The Age of Mourning for the Earth: Resources and Questions of Seventy Years of Humanity, 1950s-2020s
Industrial civilization, with the smoke of coal and the roar of iron in the background, has built prosperity while voraciously digging for resources. However, behind that prosperity lies a history of exploitation, deprivation, and alteration of nature. As Karl Marx pointed out in his "The Theory of Capital," the composition of capital creating value through the plundering of nature and the incorporation of nature, along with labor, as a source of surplus value is the very basis of this environmental destruction. In other words, nature has become "a component of capital" as an object of exploitation, not merely a background.
As a result, global warming has progressed, the ecological web has been torn, species loss and ocean acidification have become daily news. Across national boundaries, as rubber trees, oil, ores, and forests were consumed, human-made machines and factories continued to spread like the light of dawn.
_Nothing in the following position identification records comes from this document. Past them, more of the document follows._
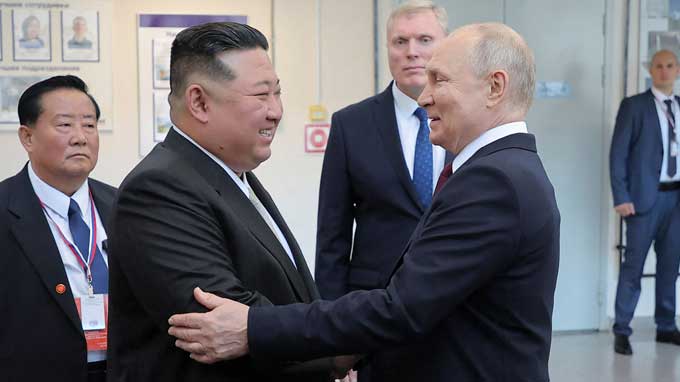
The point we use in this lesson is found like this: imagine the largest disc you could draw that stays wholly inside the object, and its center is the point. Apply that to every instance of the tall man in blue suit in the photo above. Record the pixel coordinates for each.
(646, 188)
(472, 294)
(380, 167)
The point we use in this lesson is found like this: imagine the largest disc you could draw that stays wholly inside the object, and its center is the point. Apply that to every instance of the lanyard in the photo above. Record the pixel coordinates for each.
(86, 264)
(670, 120)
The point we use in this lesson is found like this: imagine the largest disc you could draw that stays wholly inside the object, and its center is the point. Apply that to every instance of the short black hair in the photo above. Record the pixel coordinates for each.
(195, 49)
(30, 106)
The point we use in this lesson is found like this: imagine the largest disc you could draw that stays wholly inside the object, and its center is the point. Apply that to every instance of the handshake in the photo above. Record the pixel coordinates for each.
(222, 334)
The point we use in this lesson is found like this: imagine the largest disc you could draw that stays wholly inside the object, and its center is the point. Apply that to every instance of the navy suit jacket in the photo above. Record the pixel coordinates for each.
(41, 335)
(364, 179)
(636, 152)
(472, 296)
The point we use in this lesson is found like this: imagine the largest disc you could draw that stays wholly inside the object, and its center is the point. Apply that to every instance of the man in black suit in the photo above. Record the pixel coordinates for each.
(193, 214)
(47, 214)
(471, 298)
(374, 164)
But behind the scenes, the climate did not return, the ice melted, farmlands were ruined, and cities were forced to confess to submergence.
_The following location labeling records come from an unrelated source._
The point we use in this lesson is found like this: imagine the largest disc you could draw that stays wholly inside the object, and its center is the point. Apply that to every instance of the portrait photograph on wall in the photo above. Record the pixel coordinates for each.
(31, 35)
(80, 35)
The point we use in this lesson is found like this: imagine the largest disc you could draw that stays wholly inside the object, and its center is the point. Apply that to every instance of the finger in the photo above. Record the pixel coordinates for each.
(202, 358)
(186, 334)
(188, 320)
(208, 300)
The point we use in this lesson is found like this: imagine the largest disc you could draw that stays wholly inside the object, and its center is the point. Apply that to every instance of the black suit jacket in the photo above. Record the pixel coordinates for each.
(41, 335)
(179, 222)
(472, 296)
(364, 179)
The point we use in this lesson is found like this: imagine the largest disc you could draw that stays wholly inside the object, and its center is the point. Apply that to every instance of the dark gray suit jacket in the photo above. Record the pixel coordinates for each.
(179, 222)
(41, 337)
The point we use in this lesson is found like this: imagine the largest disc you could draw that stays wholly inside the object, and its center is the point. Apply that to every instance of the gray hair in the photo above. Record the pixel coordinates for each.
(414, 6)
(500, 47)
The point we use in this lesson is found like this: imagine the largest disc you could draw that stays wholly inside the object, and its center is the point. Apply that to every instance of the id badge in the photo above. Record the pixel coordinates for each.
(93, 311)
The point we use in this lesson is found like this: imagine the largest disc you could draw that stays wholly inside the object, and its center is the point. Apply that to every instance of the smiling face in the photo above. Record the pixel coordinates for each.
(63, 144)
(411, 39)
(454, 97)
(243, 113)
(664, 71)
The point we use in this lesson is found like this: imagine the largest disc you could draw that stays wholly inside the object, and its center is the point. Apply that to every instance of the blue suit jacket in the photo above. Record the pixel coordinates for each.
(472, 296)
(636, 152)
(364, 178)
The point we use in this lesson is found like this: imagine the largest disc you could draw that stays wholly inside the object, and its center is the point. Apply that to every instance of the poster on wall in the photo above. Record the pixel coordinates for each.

Calls for cooperation echoed from around the world. UN conferences, climate change treaties, and Sustainable Development Goals (SDGs) were raised. But national sovereignty and economic interests became a barrier, as rich countries' past carbon footprints intersected with developing countries' hunger for growth. Human beings chased after resources, wanted power, but did not clarify "what they wanted. This is why the global global concerto has not yet properly begun.
The close link between capital and nature, the pursuit of power and the cycle of destruction, and the chasm between the ideal of cooperation and the reality. Humanity is being challenged in these times. What will we leave behind after having extracted resources, cut down nature, and expanded civilization? Can we envision a future without mourning the earth?